- Data di pubblicazione
- 12/01/2026
- Ultima modifica
- 12/01/2026
Atomica: Muta Imago porta in scena la responsabilità dell’uomo nell’era nucleare
Uno spettacolo che interroga il Novecento nel suo punto di massima frattura morale e lo fa risuonare nel presente. È Atomica, il nuovo lavoro di Muta Imago, compagnia che porta avanti da anni una ricerca che intreccia teatro, performance, suono e radio. Una coproduzione ERT/Teatro Nazionale che arriva all’Arena del Sole di Bologna il 16 e 17 gennaio.
Il lavoro guidato dalla regista Claudia Sorace e dal dramaturg e sound artist Riccardo Fazi porta sul palco la corrispondenza tra il filosofo Günther Anders e Claude Eatherly, il meteorologo che diede il via libera allo sgancio della bomba atomica su Hiroshima. Lo spettacolo nasce dall’incontro tra due solitudini lontane diecimila chilometri. Anders scrive dalla sua stanza di Vienna, Eatherly risponde dal manicomio militare di Waco, in Texas, dove è stato internato dopo una serie di tentativi di suicidio. È il 1959 quando inizia questo scambio epistolare che mette in relazione filosofia e vita, responsabilità individuale ed evento storico, colpa e possibilità di redenzione. La scena restituisce questo dialogo come un attraversamento del tempo, in cui le parole diventano un ponte fragile ma necessario tra due uomini che cercano di comprendere ciò che è accaduto e ciò che ancora accade.
Nello spettacolo, interpretato da Alessandro Berti (Anders) e Gabriele Portoghese (Eatherly), la storia personale del meteorologo americano si intreccia alla riflessione filosofica sul “dislivello prometeico”: l’incapacità dell’essere umano di immaginare pienamente le conseguenze delle proprie azioni tecniche. La mattina del 6 agosto 1945 Eatherly, dall’abitacolo dello Straight Flush, il B29 di ricognizione che pilotava, autorizza lo sgancio della bomba atomica su Hiroshima. Tornato in patria come eroe di guerra, sarà l’unico a non riuscire a convivere con i fantasmi delle vittime innocenti. Furti, rapine, l’abbandono della famiglia, il tentativo di farsi riconoscere colpevole agli occhi della società diventano per lui una via di espiazione che lo conduce all’internamento.

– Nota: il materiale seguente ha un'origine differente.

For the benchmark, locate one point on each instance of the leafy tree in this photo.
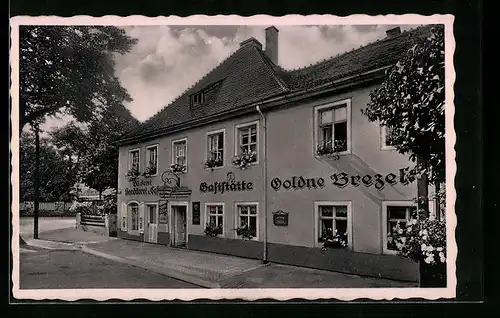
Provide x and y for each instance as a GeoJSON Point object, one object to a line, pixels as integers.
{"type": "Point", "coordinates": [69, 69]}
{"type": "Point", "coordinates": [410, 102]}
{"type": "Point", "coordinates": [93, 147]}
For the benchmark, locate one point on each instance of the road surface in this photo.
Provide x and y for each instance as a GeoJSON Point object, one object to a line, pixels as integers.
{"type": "Point", "coordinates": [56, 269]}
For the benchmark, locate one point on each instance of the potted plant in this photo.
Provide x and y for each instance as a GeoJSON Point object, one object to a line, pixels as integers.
{"type": "Point", "coordinates": [212, 163]}
{"type": "Point", "coordinates": [212, 230]}
{"type": "Point", "coordinates": [424, 241]}
{"type": "Point", "coordinates": [246, 232]}
{"type": "Point", "coordinates": [331, 239]}
{"type": "Point", "coordinates": [244, 159]}
{"type": "Point", "coordinates": [177, 168]}
{"type": "Point", "coordinates": [150, 170]}
{"type": "Point", "coordinates": [133, 174]}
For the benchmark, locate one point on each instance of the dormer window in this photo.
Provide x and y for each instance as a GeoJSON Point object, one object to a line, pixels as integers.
{"type": "Point", "coordinates": [197, 99]}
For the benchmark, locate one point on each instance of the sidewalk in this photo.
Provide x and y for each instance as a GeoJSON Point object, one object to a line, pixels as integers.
{"type": "Point", "coordinates": [206, 269]}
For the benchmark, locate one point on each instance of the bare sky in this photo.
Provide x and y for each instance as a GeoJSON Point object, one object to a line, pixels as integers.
{"type": "Point", "coordinates": [167, 60]}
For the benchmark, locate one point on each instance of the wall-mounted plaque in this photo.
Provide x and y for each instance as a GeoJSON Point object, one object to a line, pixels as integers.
{"type": "Point", "coordinates": [196, 213]}
{"type": "Point", "coordinates": [163, 211]}
{"type": "Point", "coordinates": [280, 218]}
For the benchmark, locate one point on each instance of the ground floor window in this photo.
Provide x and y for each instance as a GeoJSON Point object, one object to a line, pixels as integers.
{"type": "Point", "coordinates": [215, 216]}
{"type": "Point", "coordinates": [333, 223]}
{"type": "Point", "coordinates": [247, 218]}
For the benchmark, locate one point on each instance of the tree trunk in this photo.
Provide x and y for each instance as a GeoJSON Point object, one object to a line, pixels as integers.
{"type": "Point", "coordinates": [37, 181]}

La drammaturgia costruisce Atomica come una riflessione sulla responsabilità individuale di fronte a eventi collettivi e irreversibili. Anders vede in Eatherly l’incarnazione vivente del suo pensiero; Eatherly trova nel filosofo la possibilità di essere ascoltato, forse salvato. La loro relazione, fatta di lettere, affetto e fratellanza, si oppone a una società che procede in una corsa al riarmo incapace di interrogarsi sulle proprie azioni.
“I due performer, Gabriele Portoghese e Alessandro Berti – si legge nelle note di regia – abitano un unico luogo, uno spazio vuoto che ricorda una stanza, a partire dal quale costruiscono una relazione fatta di prossimità e distanza, di risonanza e riverbero. […] In fondo alla scena una macchina luminosa e sonora ispirata al Maniac, il computer che permise la costruzione delle prime bombe atomiche, respira e abita il presente assieme ai due protagonisti: un oggetto-mostro che rappresenta tutto ciò che non riusciamo a figurarci, che supera la nostra capacità di immaginazione”.
La scena, disegnata da Paola Villani, i costumi di Fiamma Benvignati, le luci di Maria Elena Fusacchia e le musiche originali di Lorenzo Tomio concorrono a creare un ambiente essenziale e minacciato, attraversato da una presenza tecnologica che diventa metafora del potere distruttivo fuori controllo. La consulenza letteraria di Paolo Giordano accompagna un lavoro che mette in relazione pensiero, immaginazione e responsabilità etica in un momento storico nel quale le armi nucleari cominciano a non essere più tabù nel discorso pubblico.